The publications serve as a space for reflection on the project and as a field guide of approaches drawn by artists, curators, and on-the-ground cultural and community organizers towards possible emancipatory futures centered on racial, healing, reparative, disability, and climate justice.
The project considered disability, race, and access together in ways prescient to the conversations that emerged out of the synchronous COVID-19 pandemic and uprisings against anti-Black racism in the US and beyond. The publications will address in depth the overlaps and tensions between these different sites of struggle and will significantly contribute to emergent discourse in this area; discourse that preceded the pandemic and will continue after it. They come at a key moment in global thinking on health and its relation to racism and climate breakdown, amidst a reckoning with institutions of all kinds on their roots in carceral, colonial, racist, and patriarchal systems. It demonstrates firmly the importance of the arts as a site where ideas, practices, and tools for the complex challenges of the present are being developed.
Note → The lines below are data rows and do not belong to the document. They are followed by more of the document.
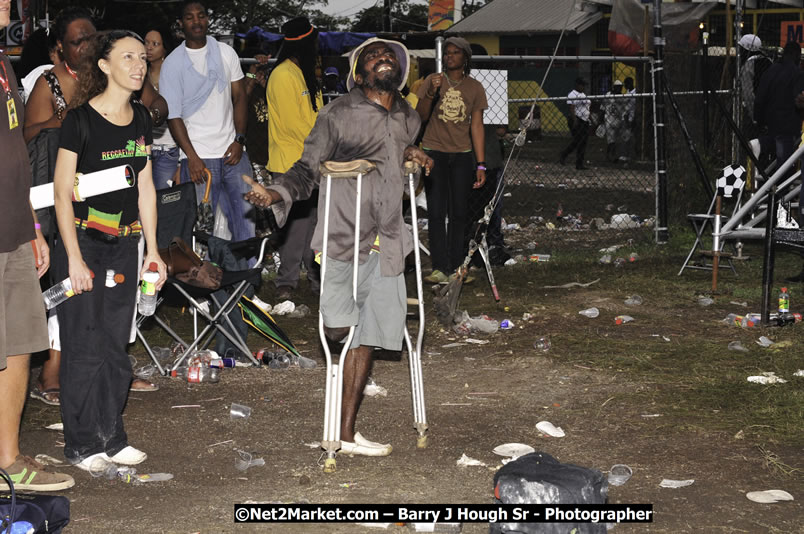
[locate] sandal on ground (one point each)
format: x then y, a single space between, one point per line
140 384
364 447
50 396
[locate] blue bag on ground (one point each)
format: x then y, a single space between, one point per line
538 478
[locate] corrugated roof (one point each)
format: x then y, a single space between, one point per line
527 16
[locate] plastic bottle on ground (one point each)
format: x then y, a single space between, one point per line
784 301
196 373
60 292
148 296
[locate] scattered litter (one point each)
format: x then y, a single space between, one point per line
543 344
736 346
590 312
482 324
572 284
767 378
513 450
239 411
633 300
764 342
284 308
247 460
667 483
44 459
373 390
546 427
769 496
619 474
465 461
302 310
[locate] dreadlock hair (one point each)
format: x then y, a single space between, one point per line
304 51
91 80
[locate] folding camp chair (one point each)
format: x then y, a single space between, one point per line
176 214
713 216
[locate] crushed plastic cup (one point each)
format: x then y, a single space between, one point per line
633 300
590 312
239 411
542 344
736 346
619 474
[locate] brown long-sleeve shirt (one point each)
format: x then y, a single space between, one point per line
353 127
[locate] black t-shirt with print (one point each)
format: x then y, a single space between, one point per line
109 146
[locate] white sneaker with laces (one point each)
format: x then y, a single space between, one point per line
129 456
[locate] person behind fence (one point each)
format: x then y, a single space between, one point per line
372 122
293 104
579 124
454 103
105 130
22 312
203 84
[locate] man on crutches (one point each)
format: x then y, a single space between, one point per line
371 123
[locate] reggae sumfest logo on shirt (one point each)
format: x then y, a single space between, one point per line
133 149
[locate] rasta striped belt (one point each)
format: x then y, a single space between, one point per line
124 230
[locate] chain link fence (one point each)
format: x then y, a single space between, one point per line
601 193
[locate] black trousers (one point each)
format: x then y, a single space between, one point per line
580 133
447 190
95 373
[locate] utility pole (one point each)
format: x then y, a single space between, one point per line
386 16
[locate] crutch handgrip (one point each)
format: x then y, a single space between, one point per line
346 169
412 167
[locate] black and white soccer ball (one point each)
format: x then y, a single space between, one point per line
731 180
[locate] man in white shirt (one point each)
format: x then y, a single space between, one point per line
579 113
207 114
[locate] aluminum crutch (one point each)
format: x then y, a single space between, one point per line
415 353
334 389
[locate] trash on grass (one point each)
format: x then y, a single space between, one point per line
619 474
247 460
769 496
767 378
239 411
736 346
667 483
546 427
590 312
633 300
465 461
373 390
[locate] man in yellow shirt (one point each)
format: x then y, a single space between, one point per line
293 100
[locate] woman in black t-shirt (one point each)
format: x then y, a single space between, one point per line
99 235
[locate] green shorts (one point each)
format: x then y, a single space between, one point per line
378 314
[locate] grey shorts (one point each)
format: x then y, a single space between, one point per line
378 314
23 329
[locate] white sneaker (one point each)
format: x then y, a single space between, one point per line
129 456
97 463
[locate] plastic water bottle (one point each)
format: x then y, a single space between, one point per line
784 301
113 278
196 374
148 297
60 292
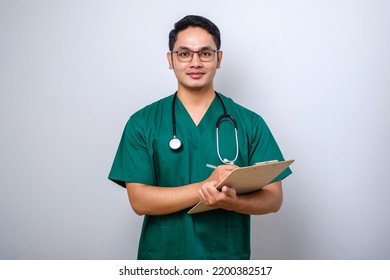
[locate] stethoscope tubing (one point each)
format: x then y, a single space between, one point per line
175 142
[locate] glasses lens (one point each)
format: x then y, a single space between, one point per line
206 55
184 56
187 55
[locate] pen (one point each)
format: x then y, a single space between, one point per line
211 166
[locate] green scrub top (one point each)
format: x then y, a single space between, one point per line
143 156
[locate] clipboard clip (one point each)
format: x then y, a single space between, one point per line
266 162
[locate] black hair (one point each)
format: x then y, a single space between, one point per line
194 21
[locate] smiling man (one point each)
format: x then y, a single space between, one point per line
165 147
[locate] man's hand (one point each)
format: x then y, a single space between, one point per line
221 172
224 198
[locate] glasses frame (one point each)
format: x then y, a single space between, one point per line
195 52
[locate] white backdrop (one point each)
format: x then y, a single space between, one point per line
72 72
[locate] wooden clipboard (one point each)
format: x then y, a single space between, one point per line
248 179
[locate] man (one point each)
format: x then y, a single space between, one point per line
165 176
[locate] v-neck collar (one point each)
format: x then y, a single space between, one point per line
209 118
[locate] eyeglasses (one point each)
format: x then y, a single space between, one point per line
205 55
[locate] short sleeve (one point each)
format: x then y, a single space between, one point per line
132 160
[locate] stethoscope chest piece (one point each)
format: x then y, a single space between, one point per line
175 143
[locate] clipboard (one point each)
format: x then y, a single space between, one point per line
248 179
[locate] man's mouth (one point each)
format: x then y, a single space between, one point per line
196 75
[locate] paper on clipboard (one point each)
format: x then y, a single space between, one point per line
248 179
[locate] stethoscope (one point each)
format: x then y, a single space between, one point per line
175 143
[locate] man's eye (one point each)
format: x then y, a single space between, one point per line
183 54
206 54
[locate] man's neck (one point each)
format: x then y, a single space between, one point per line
196 102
The project is highly interdisciplinary and intersectional. In addition to drawing on US healing and disabilty justice frameworks, queer/post-colonial theorist Jasbir Puar’s articulation of how certain racialized populations are pre-ordained for injury and targeted maiming, while disability identity is simultaneously seen as a site of creative embodiment and resistance in the Global North is an important reference that connects the local focus of the project to transnational concerns.
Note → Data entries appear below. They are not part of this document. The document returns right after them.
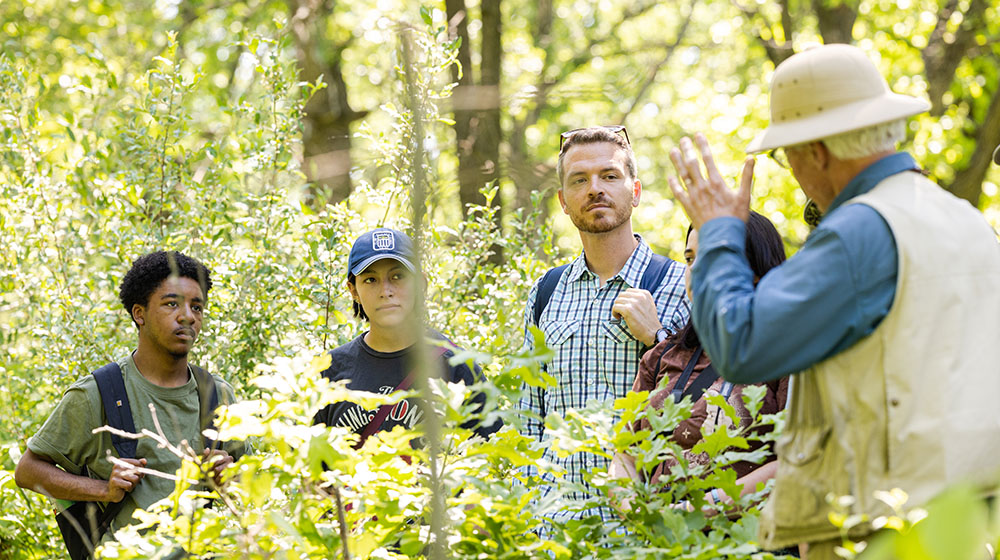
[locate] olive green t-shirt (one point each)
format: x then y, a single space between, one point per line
67 438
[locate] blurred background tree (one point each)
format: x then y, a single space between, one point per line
263 135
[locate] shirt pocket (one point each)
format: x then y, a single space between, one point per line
617 331
558 333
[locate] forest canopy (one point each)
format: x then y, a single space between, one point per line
262 136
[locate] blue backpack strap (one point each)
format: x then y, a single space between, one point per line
546 286
116 408
208 399
655 271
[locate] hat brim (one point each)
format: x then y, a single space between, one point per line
853 116
360 267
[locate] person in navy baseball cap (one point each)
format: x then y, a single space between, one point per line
385 284
378 244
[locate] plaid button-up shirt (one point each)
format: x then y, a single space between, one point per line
596 357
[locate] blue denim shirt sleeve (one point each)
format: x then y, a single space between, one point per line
833 292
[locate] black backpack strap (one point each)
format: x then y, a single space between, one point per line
704 381
678 390
208 398
655 271
116 408
546 286
81 524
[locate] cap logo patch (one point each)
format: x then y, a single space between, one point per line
383 241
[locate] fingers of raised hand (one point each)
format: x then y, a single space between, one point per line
706 155
746 181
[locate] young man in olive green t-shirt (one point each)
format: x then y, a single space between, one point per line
164 294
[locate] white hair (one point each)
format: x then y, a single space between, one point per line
867 141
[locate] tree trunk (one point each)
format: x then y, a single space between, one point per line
945 52
326 135
836 20
477 110
968 182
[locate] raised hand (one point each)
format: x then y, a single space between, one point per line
705 198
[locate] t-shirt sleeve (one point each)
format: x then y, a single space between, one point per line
462 372
66 436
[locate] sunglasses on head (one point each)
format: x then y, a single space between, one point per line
615 128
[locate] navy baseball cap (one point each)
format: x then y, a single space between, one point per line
378 244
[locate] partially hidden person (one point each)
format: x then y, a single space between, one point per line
679 367
616 299
165 294
384 282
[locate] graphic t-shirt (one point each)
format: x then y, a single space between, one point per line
66 436
369 370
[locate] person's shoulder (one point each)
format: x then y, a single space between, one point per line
342 357
858 226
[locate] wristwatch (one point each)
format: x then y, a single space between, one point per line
661 335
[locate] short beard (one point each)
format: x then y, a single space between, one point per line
621 215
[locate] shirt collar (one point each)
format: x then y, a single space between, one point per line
631 273
873 175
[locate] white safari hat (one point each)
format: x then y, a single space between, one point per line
828 90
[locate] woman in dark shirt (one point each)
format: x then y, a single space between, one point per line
678 367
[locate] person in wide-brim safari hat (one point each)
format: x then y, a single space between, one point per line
886 317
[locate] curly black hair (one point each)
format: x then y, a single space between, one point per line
149 271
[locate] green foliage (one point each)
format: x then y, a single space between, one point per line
958 524
125 129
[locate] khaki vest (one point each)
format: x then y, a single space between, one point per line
914 405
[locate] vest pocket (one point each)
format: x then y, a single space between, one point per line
808 469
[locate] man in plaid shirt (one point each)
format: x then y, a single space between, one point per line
597 321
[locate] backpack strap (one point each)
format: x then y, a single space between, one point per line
546 286
655 271
116 407
704 381
208 400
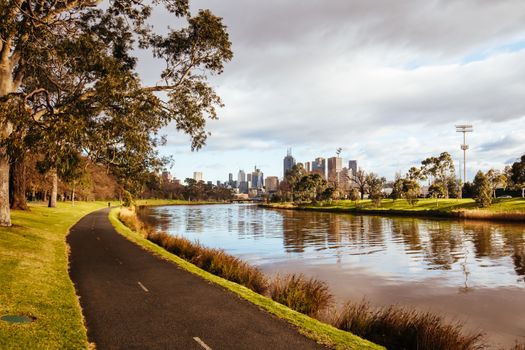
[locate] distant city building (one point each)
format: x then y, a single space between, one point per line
335 165
197 176
243 187
241 176
308 167
319 167
352 166
288 162
272 184
257 178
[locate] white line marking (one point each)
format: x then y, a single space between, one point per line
201 343
142 286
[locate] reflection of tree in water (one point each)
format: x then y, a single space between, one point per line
194 217
407 230
445 243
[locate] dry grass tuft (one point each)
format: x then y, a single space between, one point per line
308 296
399 328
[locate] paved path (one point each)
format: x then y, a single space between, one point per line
134 300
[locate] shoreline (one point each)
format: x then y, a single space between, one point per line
497 216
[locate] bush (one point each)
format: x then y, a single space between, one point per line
398 328
308 296
214 261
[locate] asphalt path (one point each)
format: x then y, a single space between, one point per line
132 299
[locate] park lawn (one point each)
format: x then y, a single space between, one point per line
35 281
425 204
320 332
157 202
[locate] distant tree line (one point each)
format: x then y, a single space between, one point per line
439 172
A unique contribution that these publications will make is to address the limits of universal ideas of open access. Instead they offer practices rooted in the depth and complexity of doing access with multiple different sets of lived experiences at the center that may not necessarily engage in dominant Western accessibility discourses. They weight accessibility practices that are rooted in partiality, mutability, and identity-based separatism.
Interdisciplinary in nature, rooted in creative community work, and speaking to and bridging different communities of knowledge and practice, they will think through the importance of non-universal processes for addressing different oppressions and needs, and also the necessity of practices of solidarity between different groups and their processes of care, mutual support, and access.
As with the rest of the project to date, the intended readership of these publications extends beyond contemporary art audiences. It connects praxis-based knowledge rooted in the arts with that rooted in grassroots organizing. These publications will be of interest and use to arts workers who want to learn about accessibility, artists who have to advocate for their own access needs and those of their communities when working with institutions, and anyone who is interested in the affinities and tensions between struggles for disability justice and healing racialized trauma.
The printed and digital forms of the publication will center accessibility in the design process. The choice to work in both print and digital recognizes the immense problems of energy use and digital exclusion in online-only projects, but also the complexity of economic access to printed matter.
Commissioning is underway in stages depending on confirmed funding. Table of contents and working list of contributors to come here after more confirmations.